Alexis Kokkinos, partner and executive director of tax consulting for Pitcher Partners, noted that as budget season fast approaches, it is critical that the government establishes effective tax arrangements for start-up investors.
"To a large extent, the government missed the mark on its crowd-sourcing equity funding legislation, requiring that start-ups are structured as public companies, capping crowdfunding limits at a paltry $5 million a year and not allowing for crowdfunding platforms to aggregate equity funding through a vehicle like a managed investment trust," Mr Kokkinos said.
He acknowledged that by encouraging targeted investments into Australian start-ups with great ideas, the government is making positive steps to drive innovative growth – however, some issues still remain.
"The proposals in their current form may still be beset by the issues of high compliance costs and definitional ambiguity unless worked through appropriately," he added.
Pitcher Partners identified three main considerations it wished to make the government aware of as a direct response to the February consultation paper regarding tax incentives.
"It would make more sense to latch onto existing R&D legislation and requirements instead of setting up a separate definition and qualification scheme for identifying innovation companies," said Mr Kokkinos.
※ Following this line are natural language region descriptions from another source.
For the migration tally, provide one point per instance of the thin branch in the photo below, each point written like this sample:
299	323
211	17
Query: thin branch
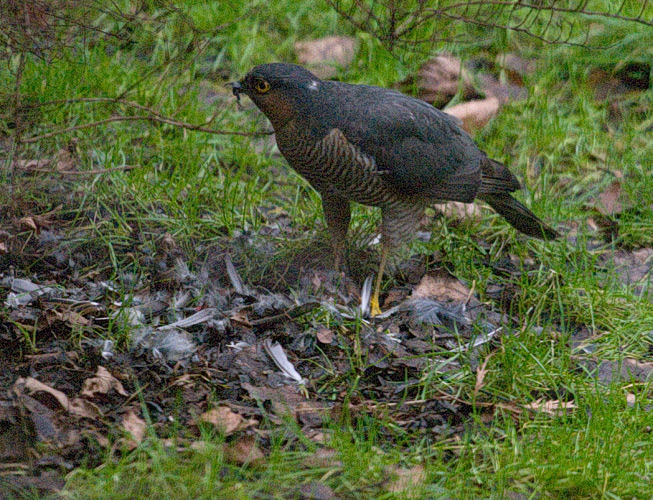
159	119
98	171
"Secondly, the discussion paper includes a list of activities that are excluded from being eligible under the similar UK Seed Enterprise Investment Scheme. Our strong recommendation is that the government reviews this list to ensure that fintech operators, robo-advice platforms, peer-to-peer lending platforms, digital currency operators and the like are not inadvertently excluded," he added.
"Finally, the government has sought input into protections that should be in place for investors. We recognise that protection of investors should be a paramount consideration for government but we highlight that significant investor protection is already afforded under the Corporations Act 2001," Mr Kokkinos concluded.